You can find on this page the Israel population map to print and to download in PDF. The Israel population density map presents the number of inhabitants in relation to the country size and the structure of the population of Israel in Asia.
The Israel population density map shows the number of inhabitants in relation to Israel size. This demographic map of Israel will allow you to know demography and structure of the population of Israel in Asia. The Israel density map is downloadable in PDF, printable and free.
Israel population is equivalent to 0.11% of the total world population as its mentioned in Israel population density map. Israel ranks number 100 in the list of countries (and dependencies) by population. The population density in Israel is 400 per Km2 (1,036 people per mi2). 93.2 % of the population is urban (8,067,603 people in 2020)

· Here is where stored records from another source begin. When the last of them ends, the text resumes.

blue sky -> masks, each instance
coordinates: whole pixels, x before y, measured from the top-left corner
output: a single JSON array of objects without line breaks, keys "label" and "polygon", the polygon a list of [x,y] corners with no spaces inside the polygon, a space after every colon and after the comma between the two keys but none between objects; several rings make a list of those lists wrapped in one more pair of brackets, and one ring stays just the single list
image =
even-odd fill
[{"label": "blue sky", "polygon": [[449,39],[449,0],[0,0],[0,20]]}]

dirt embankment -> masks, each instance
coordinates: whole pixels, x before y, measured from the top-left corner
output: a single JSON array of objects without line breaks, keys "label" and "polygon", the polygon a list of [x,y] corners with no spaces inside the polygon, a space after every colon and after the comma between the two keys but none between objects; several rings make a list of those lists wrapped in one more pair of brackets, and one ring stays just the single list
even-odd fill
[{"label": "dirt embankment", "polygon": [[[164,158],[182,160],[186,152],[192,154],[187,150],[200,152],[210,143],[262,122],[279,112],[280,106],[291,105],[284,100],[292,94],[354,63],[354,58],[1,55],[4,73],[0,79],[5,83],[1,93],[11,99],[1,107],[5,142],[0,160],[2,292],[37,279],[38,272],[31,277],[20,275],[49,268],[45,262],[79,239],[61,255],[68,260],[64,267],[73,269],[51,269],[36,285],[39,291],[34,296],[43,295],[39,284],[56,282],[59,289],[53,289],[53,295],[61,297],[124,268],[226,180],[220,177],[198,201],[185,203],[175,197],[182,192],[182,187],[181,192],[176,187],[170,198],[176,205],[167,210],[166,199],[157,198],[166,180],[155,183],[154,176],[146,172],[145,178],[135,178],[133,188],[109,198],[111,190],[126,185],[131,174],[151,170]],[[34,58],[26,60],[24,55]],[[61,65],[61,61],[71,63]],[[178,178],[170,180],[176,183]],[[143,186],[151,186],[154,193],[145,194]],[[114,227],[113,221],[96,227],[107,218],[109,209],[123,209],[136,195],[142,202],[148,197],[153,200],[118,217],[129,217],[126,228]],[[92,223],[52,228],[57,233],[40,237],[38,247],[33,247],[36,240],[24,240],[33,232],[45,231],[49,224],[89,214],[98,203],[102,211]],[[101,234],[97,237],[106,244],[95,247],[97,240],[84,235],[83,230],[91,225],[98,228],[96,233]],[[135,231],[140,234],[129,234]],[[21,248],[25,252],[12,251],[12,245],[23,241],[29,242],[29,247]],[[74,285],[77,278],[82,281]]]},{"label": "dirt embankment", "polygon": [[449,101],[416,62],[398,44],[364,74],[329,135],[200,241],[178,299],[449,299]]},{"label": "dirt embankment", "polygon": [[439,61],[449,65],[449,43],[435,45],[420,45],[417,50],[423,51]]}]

The rural population, defined as residents of settlements with less than 2,000 people, amounts to less than one-tenth of the nation total inhabitants. About one-tenth of the Jewish population is rural as you can see in Israel population density map, of whom more than half are immigrants who arrived after 1948. The Jewish rural settlements are organized into kibbutzim (2 percent of the total population density), which are collective groups voluntarily practicing joint production and consumption; moshavim (3 percent), which are cooperatives of small holders who practice joint sales and purchases, make common use of machinery, minimize hired labour, and lease national land; and agricultural communities or individually owned farms engaged in private production.
The Jewish population of Israel comprises a wide variety of people, both religious and nonreligious. They come from diverse ethnic and cultural groups from the Middle East, Europe, Africa, central Asia, North America, and Latin America (see Israel population density map). Among them are survivors of the Holocaust; people who fled their native countries to escape anti-Semitism; and their descendants. Israel is home to Jews of the two major ethnic-religious groupings—the Ashkenazim and the Sephardim—in roughly equal numbers.